Tython was too massive an entity to die to any single blow. It had offices around the world and employed tens of thousands of people. It drew resources from mines in Africa, farms in Thailand, universities in Brazil and sweatshops in the Pacific Northwest. Gamma City was special in that it was the close closest Tython came to having a ‘head office’, or a central heart, that directed the rest of the vast corporate organism’s unchecked growth.
“Unfortunately, we can’t be sure that the one who’s directing their NME Cure project is based locally, so our access to them may be limited,” Harp said.
“We believe the principal research on the cure is being carried out here though,” Doctor Raju said.
“If Krauss stumbled on the NME tech-virus before he got garbage truck mangled then that seems like a solid guess,” Ai said. “Since you haven’t moved on any of the active labs yet, I’m guessing that you’re still hunting for them?”

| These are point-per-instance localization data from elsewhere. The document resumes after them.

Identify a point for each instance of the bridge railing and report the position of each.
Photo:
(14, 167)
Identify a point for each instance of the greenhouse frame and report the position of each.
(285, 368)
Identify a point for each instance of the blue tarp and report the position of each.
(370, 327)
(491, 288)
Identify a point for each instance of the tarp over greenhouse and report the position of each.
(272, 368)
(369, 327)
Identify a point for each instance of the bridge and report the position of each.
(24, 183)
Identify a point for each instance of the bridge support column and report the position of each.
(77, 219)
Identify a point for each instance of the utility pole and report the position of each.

The surface of the table they were seated at projected a miniature map of Gamma City with highlight tags at various locations. The spots where the Valkyries had fought NMEs were highlighted with dark red flags. Tapping on one called up a basic event summary including the date, time and duration of the fight. There were links to after action reports by Harp and the other Valkyries but they were locked and inaccessible to Ai.
“Their security package looks pretty tight,” Zai said. “Want me to get to work on it?”
“Not yet,” Ai said. “If their anti-intrusion is strong, their detection may be even better and I’d rather avoid bruising the bit of trust they’ve extended so far.”
“It’s not within any of the Rusty slums,” Harp said. “We’ve searched a few of the wealthier blocks as well but that’s a long and tedious process with the need to stay hidden.”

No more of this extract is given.